Here is a guide to tuning critical subsystems in Linux.
1. CPU Power Management
Modern processors aggressively scale down their frequency to save power when idle. However, the time it takes to ramp up the CPU frequency when a sudden burst of requests arrives can add measurable latency.
Linux controls this via “Governors”.
- powersave: Prioritizes low power consumption.
- performance: Locks the CPU at its maximum frequency.
For database servers and high-frequency trading applications, lock the CPU to maximum performance:
# Apply to all cores instantly
echo performance | sudo tee /sys/devices/system/cpu/cpu*/cpufreq/scaling_governor
To make this persistent, install cpufrequtils and configure it in /etc/default/cpufrequtils.
2. Networking (sysctl Tuning)
The Linux network stack is highly tunable via /etc/sysctl.conf. The defaults are generally designed for modest hardware and varied network conditions.
If you are dealing with thousands of concurrent connections (e.g., Nginx or HAProxy), you need to increase system limits.
TCP Connection Queue
Increase the number of connections allowed in the backlog (preventing dropped connections during sudden traffic spikes):
net.core.somaxconn = 65535
net.ipv4.tcp_max_syn_backlog = 65535
Ephemeral Ports
If your server makes many outgoing connections (like a reverse proxy), it might run out of local ports. Expand the range and allow fast recycling of TIME_WAIT sockets:
net.ipv4.ip_local_port_range = 1024 65535
net.ipv4.tcp_tw_reuse = 1
BBR Congestion Control
Google developed the BBR (Bottleneck Bandwidth and Round-trip propagation time) congestion control algorithm. It drastically improves throughput and reduces latency over long-distance, high-packet-loss links compared to the default cubic algorithm.
net.ipv4.tcp_congestion_control = bbr
net.core.default_qdisc = fq
Apply all changes instantly with sudo sysctl -p.
3. Storage I/O Schedulers
The kernel uses I/O schedulers to order disk read/write requests.
Historically, for spinning hard drives (HDDs), schedulers like cfq grouped requests by physical location to minimize the mechanical arm movement.
For modern NVMe and SSD drives, mechanical movement is irrelevant. Using a legacy scheduler on an SSD wastes CPU cycles.

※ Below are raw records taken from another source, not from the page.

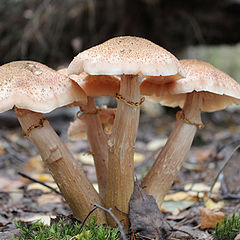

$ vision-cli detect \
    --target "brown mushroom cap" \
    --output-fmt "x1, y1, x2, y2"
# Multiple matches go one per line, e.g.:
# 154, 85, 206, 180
145, 59, 240, 112
68, 108, 117, 140
0, 61, 87, 113
68, 36, 185, 79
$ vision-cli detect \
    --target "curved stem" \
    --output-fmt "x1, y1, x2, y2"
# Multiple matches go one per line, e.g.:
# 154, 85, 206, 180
16, 109, 106, 223
106, 75, 140, 229
141, 92, 201, 207
81, 97, 108, 201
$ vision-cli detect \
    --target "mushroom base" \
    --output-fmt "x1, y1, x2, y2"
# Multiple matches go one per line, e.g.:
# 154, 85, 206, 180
15, 108, 106, 224
141, 92, 202, 207
106, 75, 140, 229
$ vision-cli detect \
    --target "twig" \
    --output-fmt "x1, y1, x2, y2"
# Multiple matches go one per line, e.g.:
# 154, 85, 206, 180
18, 172, 62, 195
206, 144, 240, 201
79, 207, 97, 232
94, 203, 127, 240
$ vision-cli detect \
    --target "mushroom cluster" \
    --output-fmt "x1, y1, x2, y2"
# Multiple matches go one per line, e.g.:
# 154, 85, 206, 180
0, 36, 240, 229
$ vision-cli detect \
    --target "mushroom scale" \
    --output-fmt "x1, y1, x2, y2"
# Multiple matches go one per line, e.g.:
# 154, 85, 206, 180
68, 36, 185, 228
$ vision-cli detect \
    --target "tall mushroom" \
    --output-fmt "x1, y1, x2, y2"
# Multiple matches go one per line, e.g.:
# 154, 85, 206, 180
68, 36, 184, 227
0, 61, 105, 223
141, 60, 240, 206
59, 66, 120, 201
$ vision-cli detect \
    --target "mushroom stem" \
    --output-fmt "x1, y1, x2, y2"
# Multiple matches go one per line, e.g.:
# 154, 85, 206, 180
15, 108, 106, 223
81, 97, 108, 200
141, 92, 202, 207
106, 74, 140, 229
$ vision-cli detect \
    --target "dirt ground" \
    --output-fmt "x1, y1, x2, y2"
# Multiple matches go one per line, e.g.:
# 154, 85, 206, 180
0, 104, 240, 240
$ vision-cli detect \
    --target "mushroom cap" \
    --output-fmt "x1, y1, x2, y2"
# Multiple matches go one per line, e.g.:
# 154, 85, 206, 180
148, 59, 240, 112
0, 61, 87, 113
58, 68, 120, 97
68, 36, 185, 79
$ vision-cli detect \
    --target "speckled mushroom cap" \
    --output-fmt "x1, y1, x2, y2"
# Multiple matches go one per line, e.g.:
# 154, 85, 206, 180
58, 68, 120, 97
147, 59, 240, 112
0, 61, 87, 113
68, 36, 185, 78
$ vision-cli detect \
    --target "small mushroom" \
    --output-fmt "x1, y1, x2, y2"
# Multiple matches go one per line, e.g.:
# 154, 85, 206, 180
68, 108, 116, 141
0, 61, 105, 223
68, 36, 184, 228
141, 60, 240, 206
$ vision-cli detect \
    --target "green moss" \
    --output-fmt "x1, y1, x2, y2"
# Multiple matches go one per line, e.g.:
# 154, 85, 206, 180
15, 217, 120, 240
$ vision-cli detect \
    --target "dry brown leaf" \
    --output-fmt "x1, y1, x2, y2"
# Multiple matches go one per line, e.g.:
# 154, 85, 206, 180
23, 155, 45, 173
37, 194, 62, 207
164, 192, 197, 201
200, 208, 225, 229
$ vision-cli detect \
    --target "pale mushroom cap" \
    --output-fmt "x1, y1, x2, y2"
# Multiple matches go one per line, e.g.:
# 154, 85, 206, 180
147, 59, 240, 112
0, 61, 87, 113
68, 36, 185, 76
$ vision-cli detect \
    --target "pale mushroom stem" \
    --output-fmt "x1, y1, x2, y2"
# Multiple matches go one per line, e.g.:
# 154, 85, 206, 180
15, 108, 106, 223
106, 75, 140, 229
81, 97, 108, 201
141, 92, 202, 207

Check your current scheduler (replace sda with your drive):
cat /sys/block/sda/queue/scheduler
For NVMe/SSD drives, ensure you are using none or mq-deadline (Multi-Queue).
To change it temporarily:
echo none | sudo tee /sys/block/sda/queue/scheduler
Make it permanent by adding elevator=none to your GRUB boot parameters.
4. File Descriptors
In Linux, “everything is a file,” including network sockets. A busy web server handling 10,000 concurrent users needs at least 10,000 open file descriptors.

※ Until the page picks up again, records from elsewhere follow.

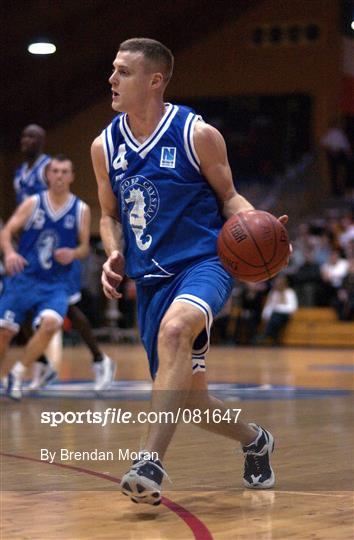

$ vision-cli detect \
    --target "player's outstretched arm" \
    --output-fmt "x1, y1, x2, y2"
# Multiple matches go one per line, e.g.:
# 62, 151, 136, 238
194, 122, 253, 218
194, 122, 288, 224
91, 137, 124, 299
0, 197, 35, 276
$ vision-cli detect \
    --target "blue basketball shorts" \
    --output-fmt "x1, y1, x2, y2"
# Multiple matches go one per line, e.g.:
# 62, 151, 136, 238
137, 257, 233, 378
0, 274, 69, 333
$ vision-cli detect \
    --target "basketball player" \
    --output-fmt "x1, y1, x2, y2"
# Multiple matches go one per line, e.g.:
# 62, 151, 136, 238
0, 156, 90, 399
92, 38, 287, 505
14, 124, 116, 392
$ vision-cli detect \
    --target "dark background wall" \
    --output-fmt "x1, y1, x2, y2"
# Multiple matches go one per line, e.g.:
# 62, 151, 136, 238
0, 0, 342, 232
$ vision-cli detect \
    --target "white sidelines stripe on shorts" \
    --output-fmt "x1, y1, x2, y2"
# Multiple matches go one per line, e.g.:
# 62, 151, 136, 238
33, 309, 64, 328
69, 292, 82, 306
172, 294, 213, 374
0, 319, 20, 334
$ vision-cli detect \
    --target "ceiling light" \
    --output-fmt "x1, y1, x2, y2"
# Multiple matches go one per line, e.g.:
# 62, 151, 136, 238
27, 42, 57, 54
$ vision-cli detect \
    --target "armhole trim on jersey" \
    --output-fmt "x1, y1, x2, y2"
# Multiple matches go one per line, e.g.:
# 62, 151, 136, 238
76, 201, 87, 235
183, 113, 202, 172
40, 156, 51, 187
23, 194, 40, 231
101, 124, 113, 173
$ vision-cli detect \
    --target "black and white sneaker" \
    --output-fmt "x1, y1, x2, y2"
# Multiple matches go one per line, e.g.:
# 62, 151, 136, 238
242, 424, 275, 489
120, 459, 167, 506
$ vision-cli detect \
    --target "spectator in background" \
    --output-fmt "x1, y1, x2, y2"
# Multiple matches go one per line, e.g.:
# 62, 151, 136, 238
338, 215, 354, 251
234, 283, 267, 345
292, 249, 322, 307
334, 258, 354, 321
256, 274, 298, 345
313, 232, 333, 266
321, 249, 349, 305
320, 120, 351, 196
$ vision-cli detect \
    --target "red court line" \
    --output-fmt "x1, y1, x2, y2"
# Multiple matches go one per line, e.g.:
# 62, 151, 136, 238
0, 452, 213, 540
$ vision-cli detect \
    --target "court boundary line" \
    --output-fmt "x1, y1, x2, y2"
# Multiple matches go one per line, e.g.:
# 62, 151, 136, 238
0, 452, 213, 540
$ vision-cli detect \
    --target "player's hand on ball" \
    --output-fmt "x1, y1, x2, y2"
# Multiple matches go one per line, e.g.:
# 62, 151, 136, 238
54, 248, 74, 266
4, 251, 28, 276
278, 214, 289, 225
101, 251, 124, 300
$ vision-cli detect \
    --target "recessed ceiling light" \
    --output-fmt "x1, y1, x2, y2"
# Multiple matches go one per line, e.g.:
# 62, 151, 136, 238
27, 42, 57, 54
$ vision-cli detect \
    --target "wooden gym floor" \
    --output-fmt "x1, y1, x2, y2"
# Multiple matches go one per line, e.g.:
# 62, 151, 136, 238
0, 346, 354, 540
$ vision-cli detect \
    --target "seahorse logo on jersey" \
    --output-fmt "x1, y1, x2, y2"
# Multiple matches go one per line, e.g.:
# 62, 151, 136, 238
120, 175, 160, 251
36, 231, 59, 270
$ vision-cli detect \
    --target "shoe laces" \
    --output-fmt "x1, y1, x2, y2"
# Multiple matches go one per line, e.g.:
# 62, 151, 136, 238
131, 459, 172, 484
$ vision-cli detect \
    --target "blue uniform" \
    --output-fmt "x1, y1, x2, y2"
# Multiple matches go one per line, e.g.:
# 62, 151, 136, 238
14, 154, 82, 304
102, 104, 232, 376
0, 191, 85, 331
14, 154, 51, 205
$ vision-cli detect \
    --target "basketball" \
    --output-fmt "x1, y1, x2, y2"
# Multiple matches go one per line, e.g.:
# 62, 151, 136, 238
217, 210, 290, 282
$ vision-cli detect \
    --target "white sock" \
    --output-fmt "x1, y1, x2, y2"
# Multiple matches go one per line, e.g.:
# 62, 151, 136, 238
12, 361, 27, 377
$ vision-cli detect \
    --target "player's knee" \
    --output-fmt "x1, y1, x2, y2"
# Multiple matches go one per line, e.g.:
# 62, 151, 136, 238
159, 319, 193, 350
0, 328, 16, 351
39, 317, 61, 336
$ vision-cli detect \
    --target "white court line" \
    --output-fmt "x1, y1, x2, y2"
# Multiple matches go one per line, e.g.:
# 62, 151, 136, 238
274, 489, 354, 497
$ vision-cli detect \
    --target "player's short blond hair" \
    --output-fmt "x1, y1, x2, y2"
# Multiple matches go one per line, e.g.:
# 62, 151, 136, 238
119, 38, 174, 82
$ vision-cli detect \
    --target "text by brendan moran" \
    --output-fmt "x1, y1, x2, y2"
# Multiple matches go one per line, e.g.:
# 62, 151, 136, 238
41, 448, 159, 463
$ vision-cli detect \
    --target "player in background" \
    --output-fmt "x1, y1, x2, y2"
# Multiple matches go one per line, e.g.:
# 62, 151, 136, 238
0, 156, 90, 400
13, 124, 116, 392
92, 38, 287, 505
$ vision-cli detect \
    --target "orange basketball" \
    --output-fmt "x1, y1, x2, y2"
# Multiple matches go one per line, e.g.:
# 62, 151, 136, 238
218, 210, 290, 282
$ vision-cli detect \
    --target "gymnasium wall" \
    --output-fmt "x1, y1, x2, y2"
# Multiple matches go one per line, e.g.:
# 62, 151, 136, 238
0, 0, 342, 232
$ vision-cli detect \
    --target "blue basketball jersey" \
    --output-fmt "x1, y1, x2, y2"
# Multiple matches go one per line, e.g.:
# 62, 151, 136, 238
102, 103, 223, 284
14, 154, 51, 205
18, 191, 85, 287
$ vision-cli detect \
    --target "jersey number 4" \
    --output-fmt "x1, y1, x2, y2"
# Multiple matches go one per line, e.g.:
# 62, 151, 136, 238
113, 144, 128, 171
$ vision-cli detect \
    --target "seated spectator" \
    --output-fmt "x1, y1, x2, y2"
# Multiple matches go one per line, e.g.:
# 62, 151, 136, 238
234, 283, 267, 345
314, 232, 333, 266
321, 249, 349, 305
256, 275, 298, 345
334, 258, 354, 321
320, 120, 351, 195
338, 215, 354, 251
292, 250, 322, 307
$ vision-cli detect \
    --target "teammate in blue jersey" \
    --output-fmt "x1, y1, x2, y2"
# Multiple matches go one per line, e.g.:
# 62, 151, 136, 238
14, 124, 116, 392
92, 38, 287, 505
0, 156, 90, 399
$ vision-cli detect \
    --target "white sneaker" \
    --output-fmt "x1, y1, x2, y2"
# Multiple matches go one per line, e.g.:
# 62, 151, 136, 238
28, 362, 58, 392
6, 362, 26, 401
93, 354, 117, 392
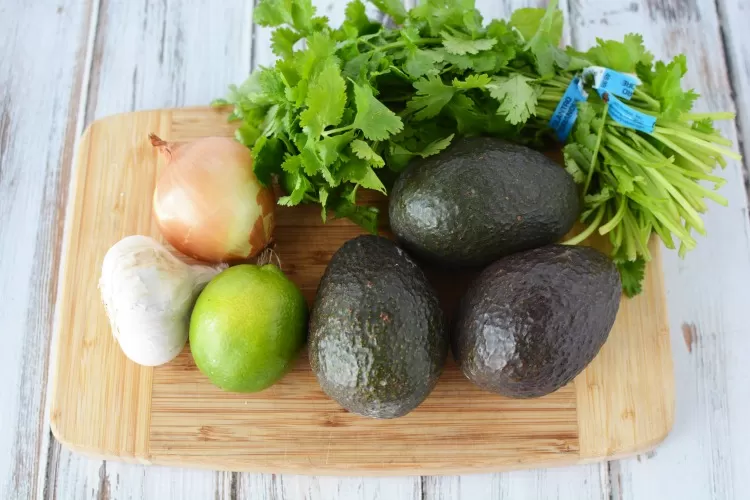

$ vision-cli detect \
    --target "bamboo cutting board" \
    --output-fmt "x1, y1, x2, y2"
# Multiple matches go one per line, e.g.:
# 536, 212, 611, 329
50, 108, 674, 475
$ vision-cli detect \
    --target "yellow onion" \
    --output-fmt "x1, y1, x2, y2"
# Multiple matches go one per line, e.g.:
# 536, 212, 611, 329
149, 134, 275, 262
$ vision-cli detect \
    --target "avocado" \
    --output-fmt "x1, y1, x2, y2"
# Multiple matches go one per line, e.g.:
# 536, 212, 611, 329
309, 235, 449, 418
451, 245, 621, 398
388, 137, 579, 266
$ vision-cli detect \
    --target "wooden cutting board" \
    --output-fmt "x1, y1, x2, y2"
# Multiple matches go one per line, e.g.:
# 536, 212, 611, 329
50, 108, 674, 475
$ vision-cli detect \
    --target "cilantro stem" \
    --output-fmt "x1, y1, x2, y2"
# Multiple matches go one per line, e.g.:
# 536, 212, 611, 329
654, 127, 742, 161
651, 132, 711, 173
633, 87, 661, 111
680, 111, 735, 121
581, 102, 609, 196
656, 119, 733, 147
562, 203, 606, 245
599, 196, 628, 235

Check the system-wide limit:
cat /proc/sys/fs/file-max
Increase it in /etc/sysctl.conf if necessary:
fs.file-max = 2097152
More importantly, check the per-user limits defined in /etc/security/limits.conf:
* soft nofile 100000
* hard nofile 100000
Measurement Before Modification
The golden rule of performance tuning is: Never change a parameter without measuring its impact.
Use tools like perf, iostat, ss, and bcc to identify your actual bottleneck. Tuning network queues won’t help if your application is bottlenecked by CPU cache misses!